Enfin, un agent de police accourut, fendit les rangs des badauds pour atteindre la source du délit. Le malheur, c’est qu’il avait beau hurler des questions, on ne le comprenait pas plus que lui ne pouvait entendre les mots braillés par ses interlocuteurs. Il finit pourtant par s’apercevoir que le mugissement ne s’échappait pas du capot d’une Opel Admiral en stationnement mais... d’une poubelle se trouvant juste à côté !
Le gardien de la paix, plus tenté de se boucher les oreilles que d’employer ses mains à autre chose, essaya vainement de soulever le couvercle du récipient en matière plastique. Énervé de surcroît par l’hilarité qu’il déchaînait, il souleva la poubelle tout entière, non sans effort car elle était très lourde, et il la laissa violemment retomber sur le sol sans, pour autant, réussir à interrompre le vacarme. Alors, furibond, il tapa dedans à coups de pieds rageurs, qui se révélèrent tout aussi inopérants.
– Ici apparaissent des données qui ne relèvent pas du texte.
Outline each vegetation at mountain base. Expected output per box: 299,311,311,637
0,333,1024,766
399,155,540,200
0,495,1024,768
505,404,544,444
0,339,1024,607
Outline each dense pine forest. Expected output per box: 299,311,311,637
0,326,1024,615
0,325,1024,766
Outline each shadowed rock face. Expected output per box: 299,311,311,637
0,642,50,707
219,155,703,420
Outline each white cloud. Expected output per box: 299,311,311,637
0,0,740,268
Soit parce que ce son continu provoquait à la longue une sensation douloureuse, soit qu’ils se fussent avisés du caractère insolite de cette poubelle transformée en sirène d’alarme, les curieux commencèrent à s’en éloigner.
L’agent, qui se demandait sérieusement s’il n’allait pas faire taire cette singulière boîte à ordures en la transperçant de quelques balles de son pistolet, fut effleuré par l’idée qu’elle contenait peut-être de l’explosif. Ce montage n’était pas l’œuvre d’un mauvais plaisant ou d’un déséquilibré. En déposant là cet engin, on avait un but autre que celui d’embêter les riverains et la police.
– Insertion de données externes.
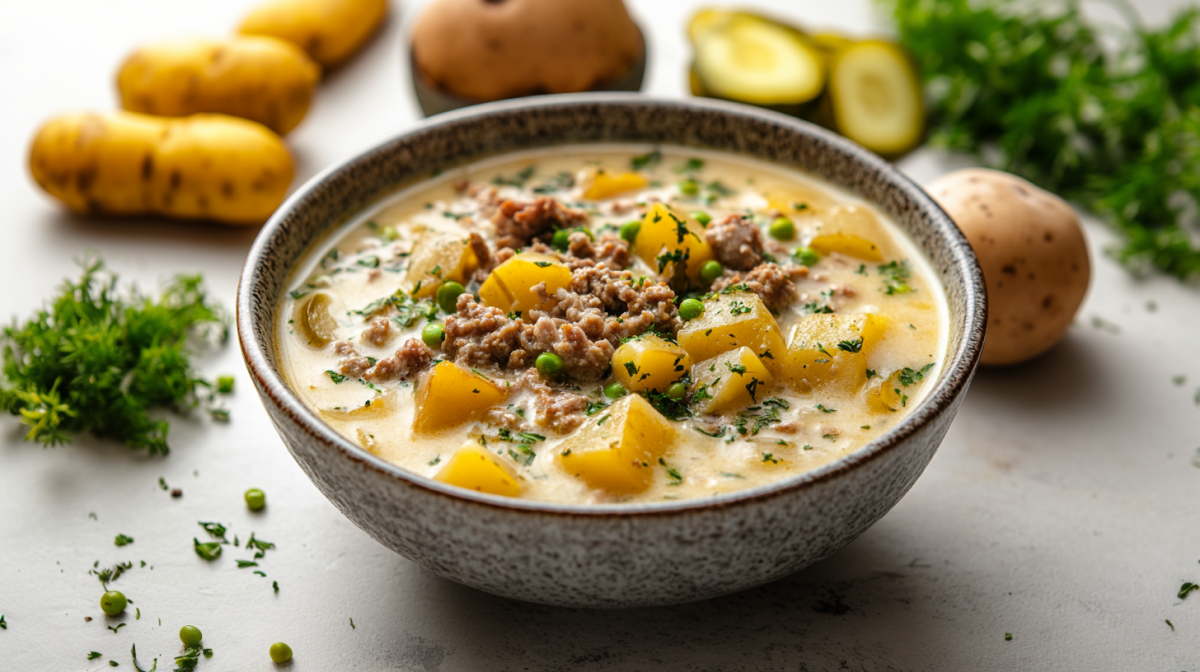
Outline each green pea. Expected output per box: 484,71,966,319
100,590,130,616
620,220,642,242
179,625,204,647
438,280,467,313
246,487,266,511
550,229,571,250
792,247,821,266
534,353,563,378
421,322,446,350
679,299,704,322
700,259,725,284
271,642,292,664
767,217,796,240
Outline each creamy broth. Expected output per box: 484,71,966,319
277,145,948,503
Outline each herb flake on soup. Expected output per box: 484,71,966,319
278,145,947,504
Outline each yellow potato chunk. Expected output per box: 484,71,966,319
583,172,646,200
677,292,787,374
632,203,715,283
787,313,886,391
413,361,508,433
809,233,883,262
433,442,521,497
558,395,678,493
479,252,571,312
691,347,775,415
612,334,691,392
404,232,479,299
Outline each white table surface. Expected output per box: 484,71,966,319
0,0,1200,672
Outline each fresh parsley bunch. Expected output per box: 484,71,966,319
0,256,229,455
881,0,1200,280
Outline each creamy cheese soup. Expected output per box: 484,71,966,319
277,145,947,503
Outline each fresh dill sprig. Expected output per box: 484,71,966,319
881,0,1200,280
0,256,229,455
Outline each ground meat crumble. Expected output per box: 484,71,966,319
704,215,762,271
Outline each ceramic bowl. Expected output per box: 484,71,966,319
238,94,986,607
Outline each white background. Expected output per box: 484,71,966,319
0,0,1200,672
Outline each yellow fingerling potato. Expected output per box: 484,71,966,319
433,442,521,497
479,252,571,312
116,37,320,134
583,173,646,200
631,203,715,283
787,313,886,392
612,334,691,392
558,395,678,493
404,232,479,299
690,348,774,415
677,292,787,374
29,112,295,226
413,361,508,433
238,0,388,67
Tant pis pour la sérénade... Enjoignant aux derniers badauds de s’écarter de l’indestructible poubelle, le gardien de la paix se disposait à courir vers la borne d’appel la plus proche lorsque survint un car qui effectuait des rondes dans le quartier. L’agent s’élança au-devant de ses collègues et il entreprit de les mettre au courant.
Pendant ce temps-là, Duclos, flairant quelque chose de trouble dans ce chahut intempestif, avait marché lentement vers la berline Peugeot et s’y était installé. De là, il avait à la fois dans son champ de vision l’entrée du domicile du « client » et la scène qui se déroulait sur l’autre trottoir.
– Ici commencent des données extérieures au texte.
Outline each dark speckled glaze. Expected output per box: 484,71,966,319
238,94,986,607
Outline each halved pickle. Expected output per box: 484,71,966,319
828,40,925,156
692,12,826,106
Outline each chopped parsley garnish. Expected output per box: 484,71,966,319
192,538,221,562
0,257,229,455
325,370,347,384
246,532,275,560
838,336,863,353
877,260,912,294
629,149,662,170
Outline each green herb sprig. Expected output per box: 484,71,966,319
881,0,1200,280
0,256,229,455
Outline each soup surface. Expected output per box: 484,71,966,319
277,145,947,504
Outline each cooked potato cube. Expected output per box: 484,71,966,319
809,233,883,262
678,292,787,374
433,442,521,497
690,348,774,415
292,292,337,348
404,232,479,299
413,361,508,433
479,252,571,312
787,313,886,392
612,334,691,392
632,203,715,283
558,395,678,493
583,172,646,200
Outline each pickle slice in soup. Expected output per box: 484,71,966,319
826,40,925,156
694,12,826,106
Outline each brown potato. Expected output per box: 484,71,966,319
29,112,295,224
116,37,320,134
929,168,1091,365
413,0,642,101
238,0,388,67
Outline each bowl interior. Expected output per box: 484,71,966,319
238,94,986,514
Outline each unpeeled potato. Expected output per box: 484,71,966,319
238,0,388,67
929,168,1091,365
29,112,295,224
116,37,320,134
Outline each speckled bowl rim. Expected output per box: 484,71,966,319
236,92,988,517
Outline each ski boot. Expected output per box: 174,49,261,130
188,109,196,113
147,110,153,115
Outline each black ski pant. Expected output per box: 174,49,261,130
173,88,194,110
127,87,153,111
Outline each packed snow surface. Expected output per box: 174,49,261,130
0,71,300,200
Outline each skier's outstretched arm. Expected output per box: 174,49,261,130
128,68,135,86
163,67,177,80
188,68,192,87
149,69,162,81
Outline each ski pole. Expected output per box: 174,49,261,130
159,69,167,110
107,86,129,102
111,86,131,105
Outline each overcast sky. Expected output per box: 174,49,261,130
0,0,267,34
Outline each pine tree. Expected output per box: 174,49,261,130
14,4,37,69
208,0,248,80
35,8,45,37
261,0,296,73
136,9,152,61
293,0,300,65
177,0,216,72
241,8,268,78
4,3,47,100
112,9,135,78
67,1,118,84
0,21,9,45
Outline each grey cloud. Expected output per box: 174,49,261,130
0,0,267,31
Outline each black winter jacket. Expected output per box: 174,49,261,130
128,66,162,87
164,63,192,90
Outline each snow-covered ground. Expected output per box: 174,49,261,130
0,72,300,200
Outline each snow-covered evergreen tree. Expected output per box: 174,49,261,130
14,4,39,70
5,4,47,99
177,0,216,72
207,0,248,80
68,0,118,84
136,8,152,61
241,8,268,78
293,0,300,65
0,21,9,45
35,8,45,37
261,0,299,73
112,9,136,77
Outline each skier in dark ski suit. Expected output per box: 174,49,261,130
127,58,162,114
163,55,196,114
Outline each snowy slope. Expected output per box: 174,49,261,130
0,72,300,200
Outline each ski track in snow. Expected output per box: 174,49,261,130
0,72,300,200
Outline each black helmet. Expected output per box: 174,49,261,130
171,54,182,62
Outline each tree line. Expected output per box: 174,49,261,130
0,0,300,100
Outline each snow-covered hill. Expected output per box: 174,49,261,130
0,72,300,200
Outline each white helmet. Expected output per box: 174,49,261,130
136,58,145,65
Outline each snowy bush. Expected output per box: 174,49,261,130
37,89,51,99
Des gens courroucés apparaissaient aux fenêtres et sur les balcons. Certains proféraient des injures.
L’inspecteur Lavoine, immobile, aux aguets, leva les yeux vers les fenêtres du locataire dont il assurait la protection, au troisième étage. Elles étaient fermées, de la lumière filtrait entre les rideaux.
Lavoine pria le ciel que l’intéressé n’eût pas la malencontreuse inspiration de se montrer. Qui sait si le fonctionnement de cet avertisseur n’avait pas pour objectif, précisément, de le faire apparaître derrière la vitre... Avec une carabine à lunette, d’un des étages des maisons d’en face, un bon tireur pourrait le descendre à coup sûr.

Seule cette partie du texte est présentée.